Strong documentation, organization, and stakeholder management capability.
Ability to manage multiple initiatives and work effectively under pressure.

Added Advantage

Strong technical background and understanding of secure software development practices
Strong understanding of microservice architecture
Technical skills e.g. software development, scripting, automation, AI in SecOps etc.

Why Work for Us?

At Cellulant, we are more than a payments company: we are bridge-builders. We believe that by simplifying the way people pay and get paid, we are connecting companies to their ambitions, people to opportunities, and Africa to the global economy. Our work goes beyond payments—it’s about what people, businesses, and communities can do when the movement of money becomes more dependable, seamless, and secure.
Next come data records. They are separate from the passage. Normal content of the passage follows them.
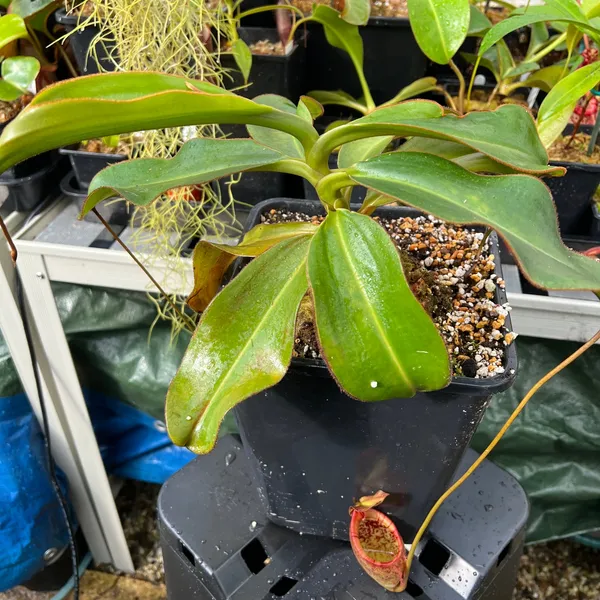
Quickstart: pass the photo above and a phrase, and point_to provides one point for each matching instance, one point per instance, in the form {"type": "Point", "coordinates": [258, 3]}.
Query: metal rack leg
{"type": "Point", "coordinates": [76, 450]}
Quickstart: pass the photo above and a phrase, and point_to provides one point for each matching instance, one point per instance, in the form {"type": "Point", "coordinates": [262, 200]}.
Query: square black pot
{"type": "Point", "coordinates": [313, 450]}
{"type": "Point", "coordinates": [270, 74]}
{"type": "Point", "coordinates": [392, 60]}
{"type": "Point", "coordinates": [82, 40]}
{"type": "Point", "coordinates": [86, 165]}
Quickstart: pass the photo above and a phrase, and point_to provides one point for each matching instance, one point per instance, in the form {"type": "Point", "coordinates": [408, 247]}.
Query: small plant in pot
{"type": "Point", "coordinates": [338, 266]}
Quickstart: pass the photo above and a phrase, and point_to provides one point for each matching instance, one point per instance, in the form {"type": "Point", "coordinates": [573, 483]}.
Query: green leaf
{"type": "Point", "coordinates": [12, 27]}
{"type": "Point", "coordinates": [440, 26]}
{"type": "Point", "coordinates": [223, 366]}
{"type": "Point", "coordinates": [278, 140]}
{"type": "Point", "coordinates": [356, 12]}
{"type": "Point", "coordinates": [478, 23]}
{"type": "Point", "coordinates": [9, 92]}
{"type": "Point", "coordinates": [211, 261]}
{"type": "Point", "coordinates": [521, 69]}
{"type": "Point", "coordinates": [339, 98]}
{"type": "Point", "coordinates": [339, 33]}
{"type": "Point", "coordinates": [420, 86]}
{"type": "Point", "coordinates": [510, 204]}
{"type": "Point", "coordinates": [489, 62]}
{"type": "Point", "coordinates": [242, 56]}
{"type": "Point", "coordinates": [538, 37]}
{"type": "Point", "coordinates": [309, 109]}
{"type": "Point", "coordinates": [558, 105]}
{"type": "Point", "coordinates": [545, 78]}
{"type": "Point", "coordinates": [110, 104]}
{"type": "Point", "coordinates": [507, 135]}
{"type": "Point", "coordinates": [377, 340]}
{"type": "Point", "coordinates": [534, 14]}
{"type": "Point", "coordinates": [360, 150]}
{"type": "Point", "coordinates": [199, 161]}
{"type": "Point", "coordinates": [20, 71]}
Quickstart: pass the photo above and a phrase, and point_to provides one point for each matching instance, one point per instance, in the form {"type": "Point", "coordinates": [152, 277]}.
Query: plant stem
{"type": "Point", "coordinates": [461, 88]}
{"type": "Point", "coordinates": [472, 80]}
{"type": "Point", "coordinates": [185, 318]}
{"type": "Point", "coordinates": [578, 124]}
{"type": "Point", "coordinates": [557, 42]}
{"type": "Point", "coordinates": [11, 244]}
{"type": "Point", "coordinates": [493, 444]}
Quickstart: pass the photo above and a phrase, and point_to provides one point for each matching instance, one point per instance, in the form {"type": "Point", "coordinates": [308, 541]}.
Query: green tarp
{"type": "Point", "coordinates": [553, 448]}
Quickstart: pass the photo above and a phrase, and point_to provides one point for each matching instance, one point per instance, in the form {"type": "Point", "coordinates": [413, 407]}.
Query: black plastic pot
{"type": "Point", "coordinates": [115, 212]}
{"type": "Point", "coordinates": [313, 450]}
{"type": "Point", "coordinates": [24, 192]}
{"type": "Point", "coordinates": [86, 165]}
{"type": "Point", "coordinates": [392, 60]}
{"type": "Point", "coordinates": [282, 75]}
{"type": "Point", "coordinates": [81, 42]}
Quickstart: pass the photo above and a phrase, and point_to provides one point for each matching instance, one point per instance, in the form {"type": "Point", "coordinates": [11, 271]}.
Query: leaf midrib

Some exciting things about us...

We have an extensive footprint: We have an office presence in 10 countries, and our products serve 24 countries across Africa, with a global workforce of about 300 employees.
We believe innovation is at the heart of Fintech: Thousands of market leaders and top enterprises trust our technology to power their payments. Our customers are in various sectors, including financial services, travel and hospitality, telecom, e-commerce, remittance companies, SaaS, and the gig economy.
We support a diverse and inclusive workforce: We focus on the growth and development of our employees through well-developed, individualised career paths, ensuring you reach your full potential in a supportive and delivery-oriented environment.
We put our employees first: At Cellulant, your contribution is rewarded competitively. We use clear career levels and role titles, and benchmark our base pay against data and a well-established internal process. Your actual salary will reflect your experience, skills, impact and the scope of the role, as well as our business needs and prevailing market conditions. We also offer generous personal time off, and medical and life insurance benefits (markets permitting).
We seek collaborative builders: At Cellulant, we believe that great ideas happen when we come together. Therefore, we nurture a collaborative work environment that challenges, engages, and empowers each person to contribute to the growth and success of the business.
We solve Africa's digital economy: We’re solving payment challenges on the continent to create opportunities and accelerate economic growth for all of Africa.